We wanted a shed load of additional points for daily living. The plan was to move from 10 to 12 for the physical side of walking but we also had things to say under Planning & following journeys. I sent in a detailed submission for the tribunal. Looking back, this was one of my ‘old style’ submission, much too long by today’s standards. I took advice from two District Judges at a Tribunal Users Group meeting and the submissions I write these days are leaner and more effective. Only rarely to I get to see how other people write submissions, but I saw one put together by a firm of solicitors that gave me the firm impression that it was intended to impress the client rather than be something for the tribunal to use as a plan for the hearing and a working tool for the representative’s use during the hearing; this solicitor may not have been in the habit of representing in person, which might explain their chosen format.

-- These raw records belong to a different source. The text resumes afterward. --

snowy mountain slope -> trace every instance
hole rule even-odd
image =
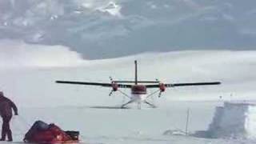
[[[140,79],[163,82],[220,81],[221,86],[170,89],[159,102],[168,100],[255,99],[255,51],[199,50],[146,53],[111,59],[84,60],[66,47],[2,42],[1,90],[22,105],[118,105],[122,97],[106,97],[110,89],[56,84],[56,80],[110,82],[134,79],[138,60]],[[36,49],[34,49],[36,48]],[[130,90],[125,90],[130,93]],[[70,97],[71,96],[71,97]],[[100,98],[95,99],[95,96]],[[38,102],[38,98],[45,101]],[[84,101],[81,101],[81,98]],[[60,102],[62,99],[62,102]]]
[[[0,38],[62,45],[87,58],[174,50],[253,50],[253,0],[3,0]]]

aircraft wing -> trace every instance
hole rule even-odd
[[[176,87],[176,86],[205,86],[205,85],[220,85],[220,82],[194,82],[194,83],[167,83],[164,84],[166,87]],[[147,88],[158,88],[158,85],[146,85]]]
[[[56,81],[56,83],[73,84],[73,85],[91,85],[106,87],[112,87],[112,83],[90,82],[75,82],[75,81]],[[131,85],[117,84],[120,88],[130,88]]]

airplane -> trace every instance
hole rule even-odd
[[[189,86],[205,86],[205,85],[220,85],[220,82],[193,82],[193,83],[163,83],[155,79],[154,81],[139,81],[138,79],[138,67],[137,60],[134,61],[135,65],[135,77],[134,81],[114,81],[111,77],[110,82],[74,82],[74,81],[56,81],[56,83],[74,84],[74,85],[90,85],[99,86],[103,87],[111,87],[112,90],[109,94],[111,96],[114,92],[120,92],[124,96],[129,98],[130,101],[121,106],[120,108],[126,108],[130,103],[137,102],[138,109],[141,108],[142,103],[146,103],[152,108],[157,107],[153,103],[148,101],[148,98],[158,93],[158,98],[166,91],[166,88]],[[119,89],[130,89],[130,95],[124,93]],[[151,94],[147,93],[147,89],[158,89]]]

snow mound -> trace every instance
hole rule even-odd
[[[256,105],[248,102],[225,102],[216,107],[207,130],[210,138],[256,138]]]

The hearing was listed in Sutton in August 2019 and the hours of preparation had been done so I was good to go. I felt that we had a good chance of success, of getting M from standard rate of both to enhanced rate of both.
With a hearing start time of 2.55 there was plenty of time to drive there, no need to stay overnight local to the venue. I was on the M25 when I got the call to say that the tribunal had felt able to give us the award we wanted, based on the submission and the evidence we had put in, and that there would no need for them to hear from M in person, or from me. Job done.
Contact with most appeal clients is by phone and email so I do not get to meet them until the day of the hearing. I wasn’t going to get to meet M at all, yet we were quite close as the traffic had been kind that day. We decided to meet up, so I got to meet here and her fluffy cats.
The hours of preparation before the hearing day didn’t help, except that you really don’t know how any hearing is going to go, tribunal panels are unpredictable and you do not want to go in feeling anything less than fully prepared. Yes, a good panel will make it easy, asking all the right questions and having a proper understanding of the facts and the law. Trust me though that there are panel members, including judges, that with all due respect to them and their position, display wrong thinking. I must be approaching 2000 tribunal appeals in my 22 years, but I still get caught out on occasion by panel members who ask questions that they would not ask if they understood the law on that point.
I have been comforted by a knowing nod from a judge when I began to open my mouth to challenge something, but sometimes it is the judge themselves who comes out with something that has me reaching for my law book so that I can try to put them right when it is my turn. A representative has to be there, in my view, because most clients are not equipped to deal with the panels who are clearly looking for a reason to say no, or those whose knowledge of the law on part of the test can make all the difference to an outcome. Anyway, this one went well and with an arrears period of 43 weeks, M was set to receive about £2,800.